I robot di domani, inoltre, serviranno a compiere attività che oggi l’uomo svolge utilizzando più macchine – robot domestici, automobili per il trasporto, smartphone e personal computer saranno fusi tutti in un unico dispositivo. Nel breve termine avremo probabilmente dei robot compagni che ci aiuteranno in casa e che accompagneranno i nostri figli o noi stessi in auto e che saranno in grado di monitorare i nostri parametri vitali e aiutarci nelle terapie, eseguire gli esercizi di riabilitazione sotto la guida dei fisioterapisti senza spostarci da casa. Questo settore rappresenterà senza dubbio il futuro della meccanica, con miliardi di robot prodotti in tutto il mondo da nuove linee di produzione. La novità rispetto al passato è che la maggioranza di questi robot saranno realizzati con materiali biocompatibili, o addirittura completamente bio-degradabili, introducendo un’ industria “verde”.

Le idee sono moltissime, le applicazioni infinite. Tutto sulla strada dell’innovazione.
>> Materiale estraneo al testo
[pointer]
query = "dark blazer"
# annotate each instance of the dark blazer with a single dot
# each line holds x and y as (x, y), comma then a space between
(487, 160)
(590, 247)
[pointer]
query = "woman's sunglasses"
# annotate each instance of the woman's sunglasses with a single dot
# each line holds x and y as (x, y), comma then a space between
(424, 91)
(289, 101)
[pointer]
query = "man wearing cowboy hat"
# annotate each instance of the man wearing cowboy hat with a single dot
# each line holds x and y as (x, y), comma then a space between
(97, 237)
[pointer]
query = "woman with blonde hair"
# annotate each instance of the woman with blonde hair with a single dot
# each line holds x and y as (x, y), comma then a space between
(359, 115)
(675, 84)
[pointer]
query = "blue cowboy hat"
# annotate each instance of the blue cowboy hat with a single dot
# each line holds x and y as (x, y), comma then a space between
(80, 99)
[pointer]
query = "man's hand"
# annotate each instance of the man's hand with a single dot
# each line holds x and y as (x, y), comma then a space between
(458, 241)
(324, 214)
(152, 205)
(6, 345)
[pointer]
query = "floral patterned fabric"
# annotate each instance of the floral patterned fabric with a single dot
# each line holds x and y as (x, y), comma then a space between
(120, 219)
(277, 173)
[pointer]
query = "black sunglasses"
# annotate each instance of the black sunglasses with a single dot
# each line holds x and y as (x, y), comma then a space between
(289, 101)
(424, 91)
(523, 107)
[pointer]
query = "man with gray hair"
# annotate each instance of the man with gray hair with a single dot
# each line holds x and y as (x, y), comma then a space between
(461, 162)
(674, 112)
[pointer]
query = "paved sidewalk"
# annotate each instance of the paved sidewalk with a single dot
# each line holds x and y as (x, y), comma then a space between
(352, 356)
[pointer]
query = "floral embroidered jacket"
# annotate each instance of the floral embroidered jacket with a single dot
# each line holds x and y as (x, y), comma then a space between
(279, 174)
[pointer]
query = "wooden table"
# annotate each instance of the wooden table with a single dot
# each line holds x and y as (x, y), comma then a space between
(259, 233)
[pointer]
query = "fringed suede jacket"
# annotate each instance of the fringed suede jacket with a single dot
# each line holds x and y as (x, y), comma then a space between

COSI’ L’ITALIA PUO’ TORNARE TRA I GRANDI DEL MONDO

Se l’Italia vuole tornare a competere con gli altri paesi del mondo, deve creare una visione di sviluppo comune che assegni un ruolo centrale alla crescita economica trainata dall’innovazione; deve comprendere il ruolo chiave degli operatori e degli investimenti del settore pubblico e privato in tali processi di sviluppo, costruendo contesti istituzionali che consentano e promuovano collegamenti dinamici fra pubblico e privato, imprenditoria e ricerca.
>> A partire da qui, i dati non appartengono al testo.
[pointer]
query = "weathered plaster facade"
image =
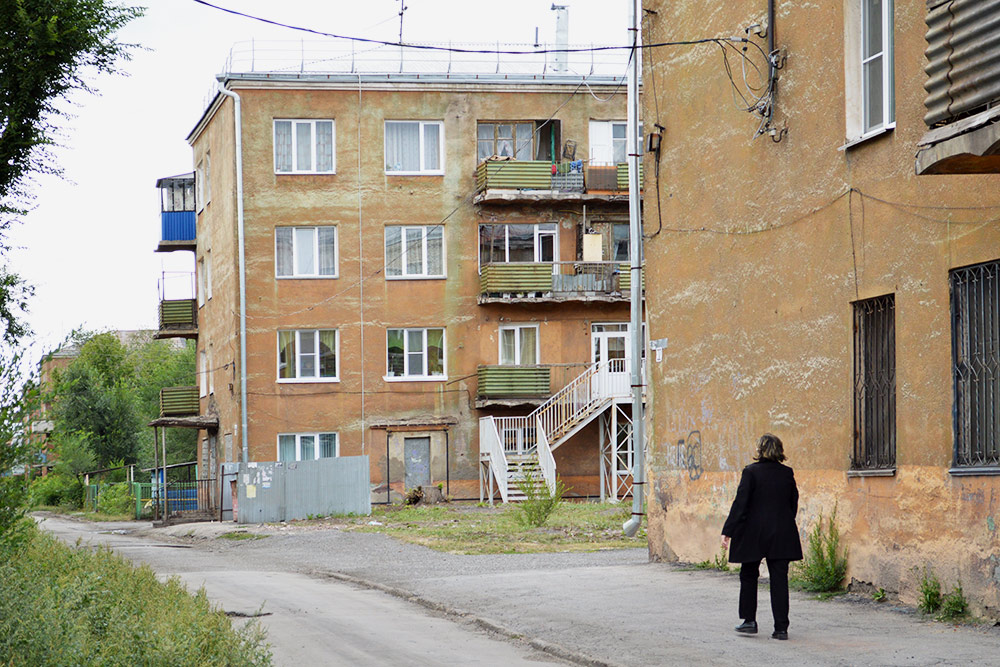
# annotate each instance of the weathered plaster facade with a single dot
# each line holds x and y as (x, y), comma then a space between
(370, 413)
(764, 247)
Credits: innovationmanagement.se

La crescita in Italia – ma anche nel resto d’Europa – avverrà solo quando guarderemo in modo nuovo alla dimensione pubblica dei risultati che le collaborazioni pubblico-private possono produrre, guidando il Paese verso una crescita che sia intelligente, inclusiva e sostenibile. Oggi più che mai necessaria.

Non vi può essere competitività tecnologica di un sistema senza la permeabilità costante fra ricerca di base, ricerca tecnologica e comparto industriale.